Эшафот и каторга определили фундаментальные основы виталистической аксиосферы писателя, для которого даже непреодолимые страдания и испытания обратились в нуль по сравнению с высшей ценностью жизни.

С тех пор для Достоевского эта тема стала «больной», жгуче актуальной. В частности, на страницах «Дневника писателя» Достоевский касался очень серьезной криминологической тенденции - эпидемии добровольных смертей, охвативших русское общество, прежде всего молодежь. К этому вопросу Достоевский относился крайне серьезно: он досконально изучал текущую уголовную хронику, вдумчиво исследовал причины суицидальных наклонностей молодежи, пытался понять идею добровольных «логических» самоубийств.

На страницы «Дневника писателя» Достоевский выводит различные типы самоубийц, дает им свою характерологическую оценку, детально «анатомизирует» поступки юных самоубийц и их идеи, определившие решения свести счеты с жизнью. По авторитетному суждению Достоевского, среди людей-смертников можно выделить самоубийц поневоле, самоубийц по большому безумию и идеологических самоубийц (которые сознательно ушли в небытие, руководствуясь губительной идеей).

Среди самоубийц поневоле Достоевский отмечает людей, слабых по духу, уничтоженных сложными жизненными обстоятельствами, людей, доведенных до крайности. Так, в статье «Среда» Достоевский пишет о женщине, которая прошла через великие испытания: терпела унижения и побои от мужа; законный супруг на глазах у ребенка цинично изводил свою жертву, упиваясь особой жестокостью; морил голодом, заставляя побираться по соседям; нагружал тяжелой работой; довел до помешательства, вследствие чего женщина повесилась в присутствии маленькой дочери, которая в самый пик развязки слезно вопрошала: «Мама, на что ты давишься?» (21; 21)

Достоевский не оправдывает самоубийство, но осуждает «среду», способствовавшую этому страшному злодеянию. К примеру, Достоевский открыто выступает против следственных и судебных органов, что закрывали глаза на домашнее насилие, советовали бедной, до смерти избитой и обезумевшей от побоев женщине «жить согласнее» с мужем; автор также негодует, почему истинный виновник всех циничных преступлений - муж самоубийцы - был помилован судом присяжных.

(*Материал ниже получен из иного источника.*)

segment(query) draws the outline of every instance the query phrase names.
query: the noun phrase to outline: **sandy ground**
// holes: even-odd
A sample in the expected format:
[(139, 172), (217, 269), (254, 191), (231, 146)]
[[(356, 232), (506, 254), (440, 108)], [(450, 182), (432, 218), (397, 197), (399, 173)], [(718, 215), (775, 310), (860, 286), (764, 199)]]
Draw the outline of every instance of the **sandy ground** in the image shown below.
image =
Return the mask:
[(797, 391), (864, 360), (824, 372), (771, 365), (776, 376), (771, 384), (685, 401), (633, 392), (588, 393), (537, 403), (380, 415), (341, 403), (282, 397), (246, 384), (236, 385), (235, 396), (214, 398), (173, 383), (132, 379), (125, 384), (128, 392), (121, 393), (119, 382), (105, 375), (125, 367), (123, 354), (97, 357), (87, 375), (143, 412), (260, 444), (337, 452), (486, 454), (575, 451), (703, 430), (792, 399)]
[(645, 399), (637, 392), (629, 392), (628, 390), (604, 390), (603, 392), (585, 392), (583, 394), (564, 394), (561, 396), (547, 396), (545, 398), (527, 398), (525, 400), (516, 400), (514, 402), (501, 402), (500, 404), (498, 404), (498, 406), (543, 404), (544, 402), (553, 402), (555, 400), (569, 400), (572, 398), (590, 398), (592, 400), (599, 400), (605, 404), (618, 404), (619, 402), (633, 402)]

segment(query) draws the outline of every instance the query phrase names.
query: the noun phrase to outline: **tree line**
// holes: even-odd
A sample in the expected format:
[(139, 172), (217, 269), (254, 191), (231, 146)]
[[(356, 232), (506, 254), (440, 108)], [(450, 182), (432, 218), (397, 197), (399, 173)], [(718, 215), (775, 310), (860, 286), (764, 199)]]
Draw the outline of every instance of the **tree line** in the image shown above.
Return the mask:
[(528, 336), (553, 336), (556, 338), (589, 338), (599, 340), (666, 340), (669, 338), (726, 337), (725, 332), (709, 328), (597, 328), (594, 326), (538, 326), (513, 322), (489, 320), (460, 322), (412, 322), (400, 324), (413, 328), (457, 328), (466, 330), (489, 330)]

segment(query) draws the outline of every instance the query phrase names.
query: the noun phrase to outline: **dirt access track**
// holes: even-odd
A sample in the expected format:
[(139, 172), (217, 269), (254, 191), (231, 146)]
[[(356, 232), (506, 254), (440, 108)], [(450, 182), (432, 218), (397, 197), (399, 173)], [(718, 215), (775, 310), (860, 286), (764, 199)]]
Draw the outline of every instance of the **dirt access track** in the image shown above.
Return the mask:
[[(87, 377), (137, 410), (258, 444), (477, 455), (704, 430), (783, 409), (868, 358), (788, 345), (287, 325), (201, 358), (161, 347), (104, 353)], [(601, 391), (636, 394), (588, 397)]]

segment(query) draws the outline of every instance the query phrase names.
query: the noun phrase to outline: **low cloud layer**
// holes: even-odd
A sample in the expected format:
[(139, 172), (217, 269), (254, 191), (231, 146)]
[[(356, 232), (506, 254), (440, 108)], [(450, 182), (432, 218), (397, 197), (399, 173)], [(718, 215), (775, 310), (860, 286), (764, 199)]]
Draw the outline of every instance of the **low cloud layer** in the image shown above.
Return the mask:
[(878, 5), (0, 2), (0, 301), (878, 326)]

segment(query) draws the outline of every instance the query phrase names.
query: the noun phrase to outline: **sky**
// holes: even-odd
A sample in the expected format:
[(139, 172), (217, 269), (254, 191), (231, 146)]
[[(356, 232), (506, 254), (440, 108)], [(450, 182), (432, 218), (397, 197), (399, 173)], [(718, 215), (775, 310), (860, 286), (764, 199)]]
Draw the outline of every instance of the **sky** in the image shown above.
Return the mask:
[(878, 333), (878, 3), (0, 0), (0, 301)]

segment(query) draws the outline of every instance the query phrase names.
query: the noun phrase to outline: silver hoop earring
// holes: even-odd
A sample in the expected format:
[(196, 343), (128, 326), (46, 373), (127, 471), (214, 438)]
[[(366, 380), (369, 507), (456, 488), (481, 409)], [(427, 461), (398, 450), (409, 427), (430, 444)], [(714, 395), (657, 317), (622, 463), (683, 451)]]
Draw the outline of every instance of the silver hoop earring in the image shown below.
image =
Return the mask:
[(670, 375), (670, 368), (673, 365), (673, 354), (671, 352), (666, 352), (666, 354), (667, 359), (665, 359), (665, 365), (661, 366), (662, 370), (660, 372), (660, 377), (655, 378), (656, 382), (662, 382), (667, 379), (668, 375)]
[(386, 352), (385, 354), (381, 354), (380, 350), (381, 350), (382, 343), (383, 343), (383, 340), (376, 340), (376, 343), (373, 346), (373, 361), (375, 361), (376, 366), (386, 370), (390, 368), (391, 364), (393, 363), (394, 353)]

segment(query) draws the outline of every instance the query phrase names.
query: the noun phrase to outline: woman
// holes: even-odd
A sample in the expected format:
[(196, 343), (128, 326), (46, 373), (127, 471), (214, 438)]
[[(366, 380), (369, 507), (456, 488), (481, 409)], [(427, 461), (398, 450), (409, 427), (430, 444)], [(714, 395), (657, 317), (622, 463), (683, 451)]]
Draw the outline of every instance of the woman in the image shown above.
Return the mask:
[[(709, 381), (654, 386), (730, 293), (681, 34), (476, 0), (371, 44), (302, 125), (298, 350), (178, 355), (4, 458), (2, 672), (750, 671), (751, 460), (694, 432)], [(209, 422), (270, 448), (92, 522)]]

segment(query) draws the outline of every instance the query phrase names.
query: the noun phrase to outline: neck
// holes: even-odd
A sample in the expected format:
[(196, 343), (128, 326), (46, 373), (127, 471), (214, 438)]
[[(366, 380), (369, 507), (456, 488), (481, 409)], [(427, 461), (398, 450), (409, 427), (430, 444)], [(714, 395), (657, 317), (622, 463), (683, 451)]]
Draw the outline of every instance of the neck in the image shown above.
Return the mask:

Достоевского здесь потрясает и обескураживает либеральная позиция суда, заключавшаяся в оправдании преступника, посрамившего самое ценное - жизнь и здоровье человека; в этом писатель усмотрел не гуманизацию отечественного судопроизводства, а полную дискредитацию ценности человеческой жизни, поскольку невозможно, по мнению автора, оправдать тирана, который за ноги вешал свою жену, бил ее веревками и палками, ремнями и плетью на глазах у корчащейся от страха девочки: «Под конец ему нравилось тоже вешать ее за ноги, как вешал курицу. Повесит, должно быть, а сам отойдет, сядет, примется за кашу, поест, потом вдруг опять возьмет ремень и начнет, и начнет висячую...» (21; 21)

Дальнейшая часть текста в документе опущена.